Fortunately I don’t have cats. Nor does Ruth, because she ran an ad on the innernets and found someone to trap them in cages in the back yard and blow their little heads off with a shotgun, which, as it turns out, was not registered with the authorities because it was owned by a guy who’s “got restrictions” (whatever the hell that means), so now there’s trouble not only with the law but with the cats’ rights people as well.
Which brings me, of course, to the cats. Ruth’s son found the original kitty in a parking lot and decided to bring it – or her, as it turns out – back to the house. Ruth’s son used to be a personal trainer, but he hurt his back trying (and you know you saw this coming, just admit it) to build a staircase for his mother, so he’s had to give up that line of work. This is Ruth’s fault so, although he’s well into his forties, she let him move in with her. And then he moved out, and then back in, and so on. He’s been on painkillers, which make him groggy, so he didn’t get around to taking his new pet in for surgery. He did, however, get around to meeting a woman at a bar, where the two of them eventually almost made finals in the shuffleboard tournament. The girlfriend loves, loves, loves cats, so imagine the joyful sense of wonder they experienced, together, when the first batch was born.

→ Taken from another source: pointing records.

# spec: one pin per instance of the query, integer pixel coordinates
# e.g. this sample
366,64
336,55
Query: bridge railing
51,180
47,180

Unfortunately, their joy was short lived: Not long ago Ruth’s son tried to run his girlfriend over with his car and in this case Ruth sided not with her flesh and blood but with his girlfriend. She turned her son in. He’s now in jail and Ruth has a new roommate. Since there is no way to get upstairs, Ruth’s bed is set up in the dining room, and the girlfriend sleeps on the couch in the living room. “It’s cozy,” my friend told me. And Ruth’s daughter is sending hostile e-mails every hour on the hour, in which she accuses Ruth of setting the entire thing up as revenge for the unfinished – unstarted for that matter – staircase. While I don’t doubt her ability to do so, I have no idea how Ruth would have gone about orchestrating such a chain of events, and believe it or not I did not ask after the particulars.
What I did ask was why on earth you’d run an ad to deal with the cat problem rather than calling the Humane Society. “Oh, oh,” my friend said. “Because, her son’s girlfriend really likes the cats, and Ruth was afraid that if the Humane Society showed up it would be totally obvious what was going on and that it would upset her.” Of course, I thought when I heard that, because the rest of it is so subtle.